Embibe Experts Solutions for Exercise 2: EXERCISE

(a) A group of charges, each with charge $e$, moves with velocity $\overrightarrow{v}$. The number of particles per unit volume is $n$. What is the current density of these charges, in magnitude and direction? Make sure that your answer has units of $\mathrm{A} {\mathrm{m}}^{-2}$.

(b) We want to calculate how long it takes for an electron to get from a car battery to the starter motor after the ignition switch is turned. Assume that the current flowing is $115 \mathrm{A}$, and that the electrons travel through copper wire with cross-sectional area $31.2{ \mathrm{mm}}^2$ and length $85.5 \mathrm{cm}$. What is the current density in the wire? The number density of the conduction electrons in copper is $8.49\times {10}^{28} {\mathrm{m}}^{-3}$. Given this number density and the current density, what is the drift speed of the electrons? How long does it take for an electron starting at the battery to reach the starter motor? Assume no collision.

At what temperature, the resistance of a copper wire will become three times its value at $0°\mathrm{C}$ ? (The average temperature coefficient of resistance for copper $=4\times {10}^{-3}$ per ${}^{\circ }\mathrm{C}$ )?

A $5.80 \mathrm{m}$ length of $2.0 \mathrm{mm}$ diameter wire carries a $750 \mathrm{mA}$ current when $22.0\mathrm{mV}$ is applied to its ends. If the drift speed is $1.7\times {10}^{-5} {\mathrm{ms}}^{-1}$, determine

(a) The resistance $R$ of the wire

(b) The resistivity $\rho$, and

(c) The number $n$ of free electrons per unit volume.
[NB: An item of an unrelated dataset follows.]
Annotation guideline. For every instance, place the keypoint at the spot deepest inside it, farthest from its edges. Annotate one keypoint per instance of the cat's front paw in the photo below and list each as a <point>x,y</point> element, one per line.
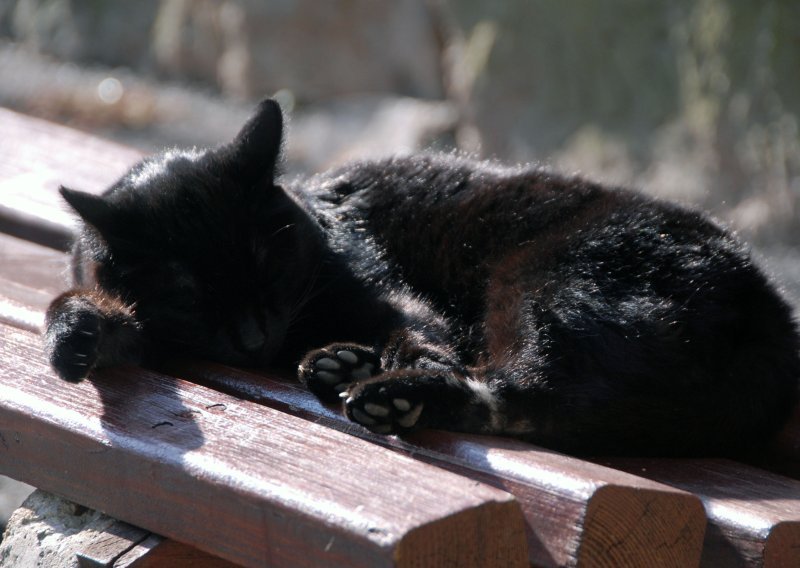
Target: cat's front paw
<point>329,372</point>
<point>397,401</point>
<point>72,337</point>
At a point high in the Earth's atmosphere, ${\mathrm{He}}^{2+}$ ions in a concentration of $2.8\times {10}^{12} {\mathrm{m}}^{-3}$ are moving due north at a speed of $2.0\times {10}^6 \mathrm{m} {\mathrm{s}}^{-1}$. Also, a $7.0\times {10}^{11} {\mathrm{m}}^{-3}$ concentration of ${\mathrm{O}}_2^{-}$ions is moving due south at a speed of $7.2\times {10}^6 \mathrm{m} {\mathrm{s}}^{-1}$. Determine the magnitude and direction of the net current passing through unit area $\left(\mathrm{A} {\mathrm{m}}^{-2}\right)$.

An electrical conductor designed to carry large currents has a circular cross - section $2.50 \mathrm{mm}$ in diameter and is $14.0 \mathrm{m}$ long. The resistance between its ends is $0.104\mathrm{\Omega }$.

$\left(a \right)$ What is the resistivity of the material?

 $\left(b\right)$ If the electric field magnitude in the conductor is $1.28 \mathrm{V} {\mathrm{m}}^{-1}$, what is the total current?

 $\left(c\right)$ If the material has $8.5\times {10}^{28}$ free electrons per cubic metre, find the average drift speed under the conditions of part $\left(b\right)$.